Aparecen, además, otros riesgos indeseables, ya conocidos. Uno de ellos es que se refuerce la tendencia a considerar a las parejas sexuales no principalmente como parejas sexuales, sino principalmente como agentes infecciosos, es decir, como entes que ponen en riesgo mi salud. Hablamos de la tendencia a convertir a esas candidatas a pareja sexual en expedientes sanitarios que debemos examinar antes de dar nuestro visto bueno… y ni siquiera entonces con una tranquilidad total (aunque mucha gente se engañe a sí misma y piense que sí, que cuando una persona te dice que “está sana” eso equivale a que “está sana”).

Es arriesgado que reforcemos este estilo de prevención porque la salud no funciona así y, por tanto, tampoco deberíamos aspirar a que lo hagan las relaciones interpersonales en general y las sexuales en particular.

Otro de los riesgos que aparecen tiene que ver con la estigmatización de lo sexual mientras no se pueda prevenir médicamente la infección. De este modo, si no optan por la abstinencia sexual, las personas solteras o aquellas que tienen parejas abiertas corren el riesgo de ser tachadas de imprudentes, peligros sociales, temerarias e irresponsables.
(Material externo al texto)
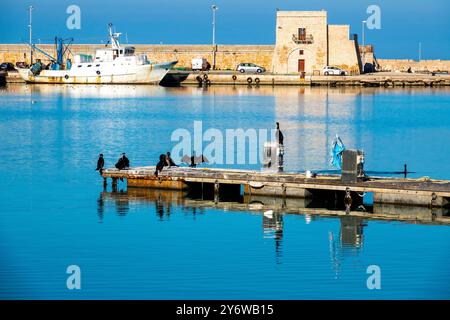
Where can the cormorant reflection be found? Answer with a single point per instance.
(122, 203)
(273, 229)
(351, 238)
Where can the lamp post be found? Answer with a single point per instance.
(214, 9)
(420, 51)
(30, 27)
(363, 26)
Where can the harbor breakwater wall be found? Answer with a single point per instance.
(227, 56)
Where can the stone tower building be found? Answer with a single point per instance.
(305, 43)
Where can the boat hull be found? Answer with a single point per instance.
(141, 74)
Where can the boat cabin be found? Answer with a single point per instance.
(111, 54)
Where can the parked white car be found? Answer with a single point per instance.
(200, 64)
(250, 67)
(333, 71)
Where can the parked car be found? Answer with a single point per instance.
(7, 66)
(333, 71)
(21, 64)
(250, 67)
(200, 64)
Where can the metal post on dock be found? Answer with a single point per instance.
(114, 184)
(216, 191)
(30, 26)
(214, 9)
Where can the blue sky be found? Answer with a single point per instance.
(404, 23)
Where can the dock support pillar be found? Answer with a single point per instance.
(114, 184)
(216, 191)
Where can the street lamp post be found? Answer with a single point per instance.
(363, 25)
(30, 27)
(214, 9)
(420, 51)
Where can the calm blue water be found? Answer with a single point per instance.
(54, 212)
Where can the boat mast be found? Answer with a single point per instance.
(30, 27)
(114, 36)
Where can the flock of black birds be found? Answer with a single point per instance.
(165, 160)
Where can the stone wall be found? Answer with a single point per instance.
(416, 66)
(227, 56)
(342, 50)
(288, 53)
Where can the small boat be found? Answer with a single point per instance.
(111, 65)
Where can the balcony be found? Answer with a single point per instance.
(306, 39)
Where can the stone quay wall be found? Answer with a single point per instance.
(227, 56)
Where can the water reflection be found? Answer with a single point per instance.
(347, 241)
(273, 229)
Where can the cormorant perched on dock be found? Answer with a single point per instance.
(126, 161)
(194, 160)
(279, 135)
(123, 162)
(348, 200)
(169, 161)
(100, 164)
(161, 164)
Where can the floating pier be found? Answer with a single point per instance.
(380, 79)
(328, 188)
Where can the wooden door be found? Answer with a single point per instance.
(301, 65)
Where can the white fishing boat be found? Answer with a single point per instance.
(111, 65)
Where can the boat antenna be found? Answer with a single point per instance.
(114, 37)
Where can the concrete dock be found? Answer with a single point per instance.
(397, 191)
(381, 79)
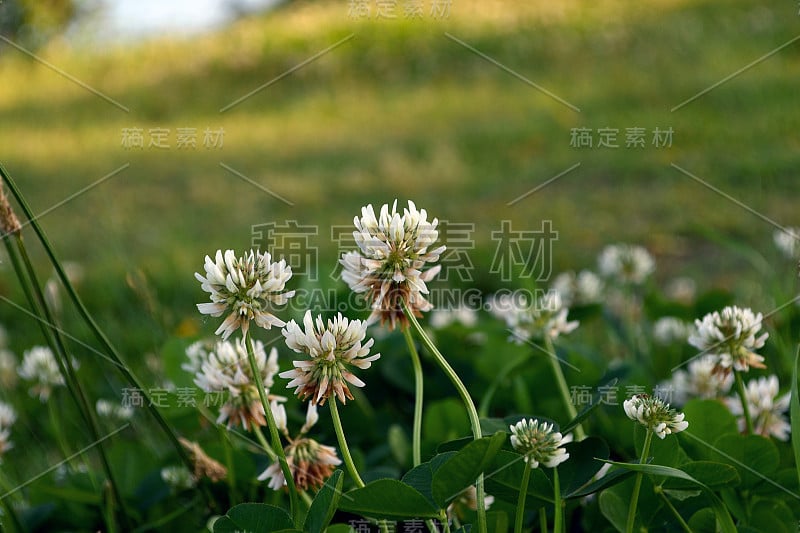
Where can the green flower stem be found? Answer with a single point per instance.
(486, 401)
(562, 386)
(468, 403)
(523, 493)
(675, 512)
(743, 398)
(7, 506)
(113, 354)
(30, 286)
(277, 445)
(348, 459)
(637, 486)
(418, 392)
(558, 524)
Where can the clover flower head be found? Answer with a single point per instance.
(247, 287)
(733, 336)
(539, 442)
(767, 408)
(393, 251)
(39, 365)
(310, 462)
(626, 263)
(654, 414)
(226, 368)
(332, 348)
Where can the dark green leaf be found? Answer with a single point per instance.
(755, 457)
(723, 517)
(253, 518)
(461, 471)
(421, 477)
(388, 498)
(324, 505)
(583, 463)
(587, 410)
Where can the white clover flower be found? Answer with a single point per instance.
(626, 263)
(466, 316)
(310, 462)
(7, 418)
(788, 242)
(547, 317)
(671, 330)
(333, 349)
(767, 410)
(227, 368)
(700, 380)
(393, 250)
(583, 288)
(112, 410)
(731, 335)
(39, 365)
(178, 477)
(539, 443)
(247, 286)
(654, 414)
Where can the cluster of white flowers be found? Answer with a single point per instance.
(582, 288)
(699, 380)
(547, 317)
(788, 242)
(766, 407)
(332, 348)
(466, 316)
(732, 335)
(654, 414)
(247, 286)
(671, 330)
(539, 443)
(393, 250)
(227, 368)
(310, 462)
(40, 366)
(626, 263)
(7, 418)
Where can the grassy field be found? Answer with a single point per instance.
(430, 109)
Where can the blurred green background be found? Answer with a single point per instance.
(402, 109)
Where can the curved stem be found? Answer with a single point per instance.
(277, 445)
(348, 459)
(637, 486)
(468, 403)
(563, 389)
(418, 393)
(523, 493)
(740, 390)
(96, 331)
(558, 524)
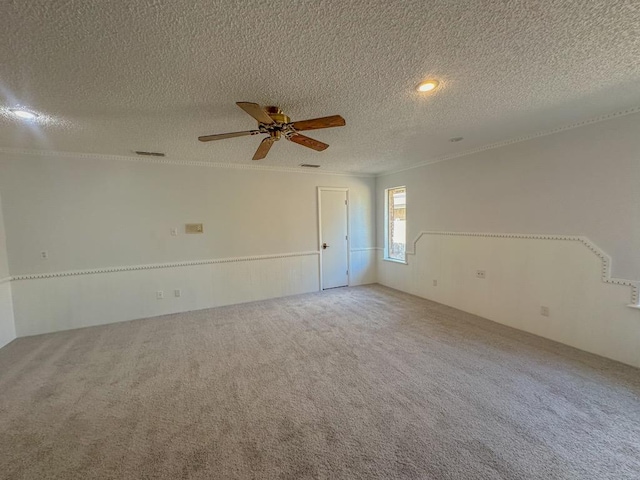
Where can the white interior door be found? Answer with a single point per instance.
(334, 241)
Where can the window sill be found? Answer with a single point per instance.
(393, 260)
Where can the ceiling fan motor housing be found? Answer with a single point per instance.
(277, 115)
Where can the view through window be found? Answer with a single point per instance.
(396, 223)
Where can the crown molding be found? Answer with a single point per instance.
(524, 138)
(129, 268)
(169, 161)
(605, 271)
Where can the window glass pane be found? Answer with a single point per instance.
(396, 218)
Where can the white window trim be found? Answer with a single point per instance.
(385, 255)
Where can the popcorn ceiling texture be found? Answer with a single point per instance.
(113, 77)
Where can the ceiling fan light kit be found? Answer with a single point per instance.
(273, 122)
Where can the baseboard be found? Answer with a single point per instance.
(567, 274)
(7, 323)
(51, 302)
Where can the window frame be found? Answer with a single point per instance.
(386, 256)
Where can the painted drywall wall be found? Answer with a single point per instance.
(7, 326)
(523, 274)
(578, 182)
(260, 236)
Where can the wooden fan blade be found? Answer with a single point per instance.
(263, 148)
(208, 138)
(308, 142)
(256, 111)
(323, 122)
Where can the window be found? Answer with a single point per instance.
(395, 239)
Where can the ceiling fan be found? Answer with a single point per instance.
(276, 124)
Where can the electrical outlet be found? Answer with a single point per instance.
(193, 228)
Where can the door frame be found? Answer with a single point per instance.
(334, 189)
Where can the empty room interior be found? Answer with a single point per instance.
(320, 240)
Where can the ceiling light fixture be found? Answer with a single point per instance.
(23, 113)
(427, 86)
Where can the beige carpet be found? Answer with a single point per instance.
(353, 383)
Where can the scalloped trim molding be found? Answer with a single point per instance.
(129, 268)
(524, 138)
(606, 259)
(168, 161)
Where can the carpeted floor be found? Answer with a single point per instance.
(352, 383)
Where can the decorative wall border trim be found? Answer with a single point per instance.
(524, 138)
(129, 268)
(169, 161)
(605, 271)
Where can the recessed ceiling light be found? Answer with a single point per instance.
(22, 113)
(427, 86)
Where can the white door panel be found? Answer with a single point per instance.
(333, 238)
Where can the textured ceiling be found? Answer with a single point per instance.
(112, 77)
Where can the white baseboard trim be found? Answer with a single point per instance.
(604, 257)
(127, 268)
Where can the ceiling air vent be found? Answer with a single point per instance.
(150, 154)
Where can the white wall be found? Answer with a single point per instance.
(260, 236)
(7, 326)
(578, 182)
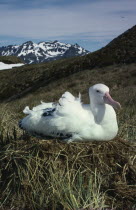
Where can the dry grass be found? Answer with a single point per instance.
(41, 174)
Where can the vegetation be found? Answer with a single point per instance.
(29, 78)
(42, 174)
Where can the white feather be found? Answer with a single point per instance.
(94, 121)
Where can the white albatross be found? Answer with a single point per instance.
(70, 120)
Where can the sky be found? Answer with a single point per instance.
(90, 23)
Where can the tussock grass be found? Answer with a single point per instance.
(39, 174)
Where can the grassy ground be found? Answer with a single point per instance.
(41, 174)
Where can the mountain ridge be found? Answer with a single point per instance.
(28, 78)
(31, 52)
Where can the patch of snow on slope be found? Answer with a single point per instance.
(9, 66)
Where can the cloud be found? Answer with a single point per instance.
(90, 20)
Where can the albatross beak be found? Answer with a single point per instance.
(108, 100)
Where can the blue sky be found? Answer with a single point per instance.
(90, 23)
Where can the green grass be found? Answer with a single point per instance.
(42, 174)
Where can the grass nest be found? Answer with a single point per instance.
(40, 174)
Ellas serían el chivo expiatorio sobre el que descargar las iras por un repunte de la epidemia, el caballo de Troya que podría llegar a poner en riesgo a todo un país con un único encuentro sexual mantenido con otra persona “cuya salud no pudieron asegurar o calibraron erróneamente”.
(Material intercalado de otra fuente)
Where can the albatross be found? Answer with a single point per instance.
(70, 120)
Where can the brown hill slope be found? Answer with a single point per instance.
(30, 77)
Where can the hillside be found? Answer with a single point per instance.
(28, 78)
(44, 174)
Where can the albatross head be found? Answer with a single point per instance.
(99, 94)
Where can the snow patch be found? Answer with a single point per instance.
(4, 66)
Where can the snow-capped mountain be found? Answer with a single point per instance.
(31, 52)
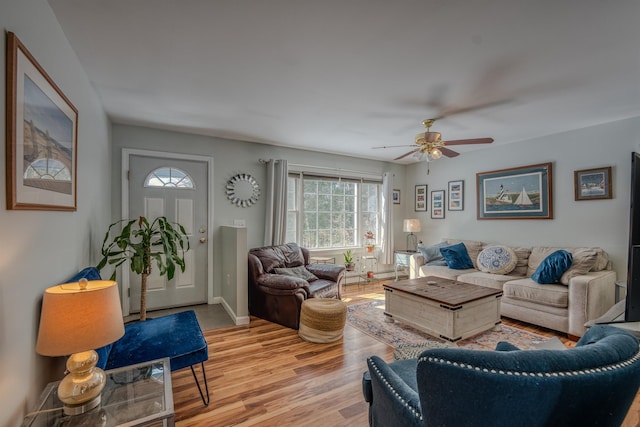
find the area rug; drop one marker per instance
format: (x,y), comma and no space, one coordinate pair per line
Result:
(369,318)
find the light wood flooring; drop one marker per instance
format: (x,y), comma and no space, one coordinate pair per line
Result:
(263,374)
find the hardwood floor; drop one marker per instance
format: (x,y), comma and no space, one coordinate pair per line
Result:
(263,374)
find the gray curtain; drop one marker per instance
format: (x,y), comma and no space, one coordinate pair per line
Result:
(387,219)
(275,227)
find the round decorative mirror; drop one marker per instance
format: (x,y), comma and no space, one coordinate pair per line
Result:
(242,190)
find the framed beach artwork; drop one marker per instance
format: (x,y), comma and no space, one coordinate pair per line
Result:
(396,197)
(421,198)
(437,204)
(517,193)
(42,128)
(456,196)
(592,184)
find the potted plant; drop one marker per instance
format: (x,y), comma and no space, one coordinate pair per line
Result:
(348,260)
(157,241)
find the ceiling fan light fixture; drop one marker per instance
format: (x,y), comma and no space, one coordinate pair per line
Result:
(435,154)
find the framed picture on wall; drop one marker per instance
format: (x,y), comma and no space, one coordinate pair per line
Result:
(396,197)
(456,195)
(592,184)
(42,129)
(516,193)
(421,198)
(437,204)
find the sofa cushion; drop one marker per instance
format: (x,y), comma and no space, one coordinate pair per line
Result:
(584,260)
(553,267)
(299,271)
(497,259)
(489,280)
(432,255)
(522,262)
(287,255)
(528,290)
(457,257)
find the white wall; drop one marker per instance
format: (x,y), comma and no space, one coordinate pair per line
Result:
(232,157)
(603,223)
(43,248)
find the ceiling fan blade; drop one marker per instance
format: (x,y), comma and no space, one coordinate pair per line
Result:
(406,154)
(449,153)
(393,146)
(470,141)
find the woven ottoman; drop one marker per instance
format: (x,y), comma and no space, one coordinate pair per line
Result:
(322,320)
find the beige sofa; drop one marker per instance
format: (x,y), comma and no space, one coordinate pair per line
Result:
(587,293)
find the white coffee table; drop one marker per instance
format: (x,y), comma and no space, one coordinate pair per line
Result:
(443,308)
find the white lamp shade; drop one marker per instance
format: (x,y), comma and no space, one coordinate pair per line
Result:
(74,320)
(411,225)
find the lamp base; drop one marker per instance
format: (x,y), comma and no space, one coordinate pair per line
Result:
(81,408)
(412,243)
(80,389)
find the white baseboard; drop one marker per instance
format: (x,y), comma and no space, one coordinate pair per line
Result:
(237,320)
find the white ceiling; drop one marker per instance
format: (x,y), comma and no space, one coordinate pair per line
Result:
(343,76)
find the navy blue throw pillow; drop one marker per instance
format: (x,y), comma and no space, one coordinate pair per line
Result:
(457,257)
(552,267)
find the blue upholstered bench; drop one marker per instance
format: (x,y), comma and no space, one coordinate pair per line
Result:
(177,336)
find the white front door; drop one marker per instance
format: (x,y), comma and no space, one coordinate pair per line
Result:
(178,190)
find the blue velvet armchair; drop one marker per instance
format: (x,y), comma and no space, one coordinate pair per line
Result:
(592,384)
La perspectiva a corto y medio plazo es, por tanto, poco halagüeña en cuanto al sexo se refiere.

La COVID-19 es un desafío para la salud y, por tanto, lo es para la salud sexual. Además, vuelve a sacar el sexo de los dormitorios –y cualesquiera otros escenarios- para convertirlo en algo extremadamente político. Durante los últimos meses hemos visto que llevar o no mascarilla (o si, por ejemplo, se adorna esta con una bandera o no) ha llegado a ser en algunas ocasiones un gesto político, es decir, un gesto de militancia, simbólico, más allá de algo práctico. Del mismo modo, tener sexo en tiempos de COVID-19 adquiere connotaciones también políticas, es decir, de militancia y de gesto simbólico. Mi relación sexual con esta persona en este momento podría llegar a considerarse un mensaje hacia la sociedad sobre mi manera de participar en ella, de la misma manera que podría llegar a serlo la ausencia deliberada de dicho encuentro sexual.
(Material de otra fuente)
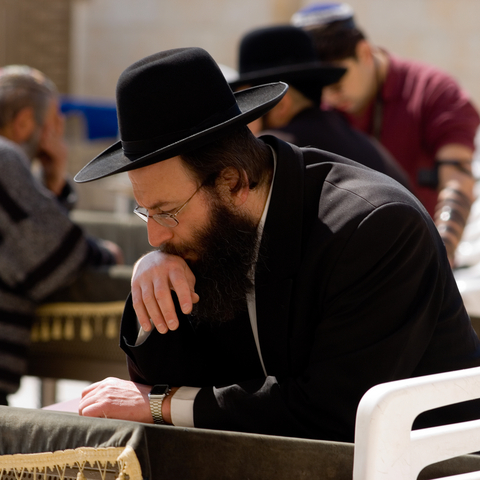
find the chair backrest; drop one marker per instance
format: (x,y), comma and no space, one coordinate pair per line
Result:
(386,447)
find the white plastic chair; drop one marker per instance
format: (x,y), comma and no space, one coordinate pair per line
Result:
(385,445)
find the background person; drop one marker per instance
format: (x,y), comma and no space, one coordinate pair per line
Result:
(285,53)
(41,250)
(301,278)
(419,113)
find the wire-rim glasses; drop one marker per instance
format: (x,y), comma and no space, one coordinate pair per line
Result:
(165,219)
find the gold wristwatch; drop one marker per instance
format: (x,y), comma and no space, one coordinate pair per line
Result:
(156,396)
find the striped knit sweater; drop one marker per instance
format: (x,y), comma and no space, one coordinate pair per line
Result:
(41,250)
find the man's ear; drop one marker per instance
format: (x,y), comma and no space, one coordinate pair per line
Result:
(364,51)
(23,125)
(233,186)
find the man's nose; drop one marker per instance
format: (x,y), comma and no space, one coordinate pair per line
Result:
(158,234)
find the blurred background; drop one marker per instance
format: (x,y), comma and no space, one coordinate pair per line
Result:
(84,45)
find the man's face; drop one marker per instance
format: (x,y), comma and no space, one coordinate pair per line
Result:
(354,91)
(217,241)
(53,127)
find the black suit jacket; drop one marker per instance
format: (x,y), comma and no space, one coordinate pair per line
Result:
(353,288)
(330,131)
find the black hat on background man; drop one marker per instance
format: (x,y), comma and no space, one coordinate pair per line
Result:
(283,53)
(173,102)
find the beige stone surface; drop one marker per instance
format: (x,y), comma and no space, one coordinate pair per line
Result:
(109,35)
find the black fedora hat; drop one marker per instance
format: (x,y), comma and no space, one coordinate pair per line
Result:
(282,53)
(172,102)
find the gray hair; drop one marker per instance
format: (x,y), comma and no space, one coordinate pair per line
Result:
(20,87)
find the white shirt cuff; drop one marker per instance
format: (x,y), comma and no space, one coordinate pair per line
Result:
(181,406)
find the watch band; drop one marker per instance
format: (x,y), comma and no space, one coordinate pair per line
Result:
(156,397)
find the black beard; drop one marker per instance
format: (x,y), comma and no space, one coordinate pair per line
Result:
(226,251)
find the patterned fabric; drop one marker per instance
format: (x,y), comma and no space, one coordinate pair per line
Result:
(41,250)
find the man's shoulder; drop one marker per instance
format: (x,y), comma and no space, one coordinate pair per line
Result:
(406,76)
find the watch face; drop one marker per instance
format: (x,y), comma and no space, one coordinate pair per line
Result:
(159,390)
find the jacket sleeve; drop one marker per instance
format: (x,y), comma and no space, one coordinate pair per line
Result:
(389,310)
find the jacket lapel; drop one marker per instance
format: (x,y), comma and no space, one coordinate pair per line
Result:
(280,254)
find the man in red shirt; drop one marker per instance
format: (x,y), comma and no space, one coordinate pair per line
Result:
(419,113)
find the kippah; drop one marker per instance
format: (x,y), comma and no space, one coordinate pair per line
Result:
(322,14)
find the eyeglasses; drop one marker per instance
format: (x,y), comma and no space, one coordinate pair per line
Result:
(165,219)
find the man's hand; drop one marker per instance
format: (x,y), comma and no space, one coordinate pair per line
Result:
(154,276)
(53,153)
(116,398)
(456,195)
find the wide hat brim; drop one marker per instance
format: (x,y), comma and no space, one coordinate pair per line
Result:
(318,72)
(252,103)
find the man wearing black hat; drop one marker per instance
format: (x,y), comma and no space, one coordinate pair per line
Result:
(296,288)
(286,53)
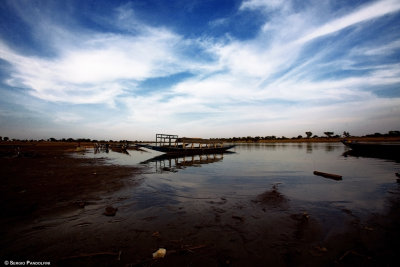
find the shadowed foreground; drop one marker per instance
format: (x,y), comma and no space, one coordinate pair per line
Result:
(77,211)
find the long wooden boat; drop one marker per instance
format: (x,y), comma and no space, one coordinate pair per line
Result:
(374,148)
(172,144)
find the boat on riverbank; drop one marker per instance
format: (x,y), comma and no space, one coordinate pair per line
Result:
(391,149)
(172,144)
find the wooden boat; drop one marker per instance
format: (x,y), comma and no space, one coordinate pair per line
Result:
(172,144)
(374,148)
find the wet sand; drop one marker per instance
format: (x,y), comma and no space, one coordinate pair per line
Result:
(52,209)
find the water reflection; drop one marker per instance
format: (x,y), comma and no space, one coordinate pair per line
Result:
(386,156)
(254,168)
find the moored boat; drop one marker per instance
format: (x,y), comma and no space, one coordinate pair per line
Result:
(172,144)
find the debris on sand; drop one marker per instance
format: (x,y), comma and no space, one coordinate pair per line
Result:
(272,197)
(110,211)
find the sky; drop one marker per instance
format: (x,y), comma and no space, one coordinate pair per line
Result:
(126,70)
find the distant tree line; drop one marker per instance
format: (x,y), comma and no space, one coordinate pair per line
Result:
(308,135)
He ahí el dilema del militante. Si tengo una relación sexual me expongo yo y expongo a mi país. Si no la tengo, me sacrifico por mi sociedad (una sociedad que no me lo va a agradecer, porque no puede ser capaz de conocer mi sacrificio ni de apreciarlo) aun cuando otras personas a mi lado no lo estarán haciendo y aun cuando mi inhibición voluntaria tenga perjuicios para mi bienestar. No olvidemos que el sexo es una necesidad y es saludable, de ahí que esté fuertemente sujeto a ciertos derechos.

Con la aparición de la COVID-19 se abren, pues, nuevos horizontes para los conceptos de reivindicación de las necesidades sexuales y de liberación sexual, así como para las políticas de promoción de la salud sexual. Esta reflexión siempre es interesante, pero será necesario que las conductas que se deriven de la misma vayan acompañadas de responsabilidad, madurez y sensatez repartidas con justicia entre todas las partes implicadas. Si es que lo que queremos tener es salud.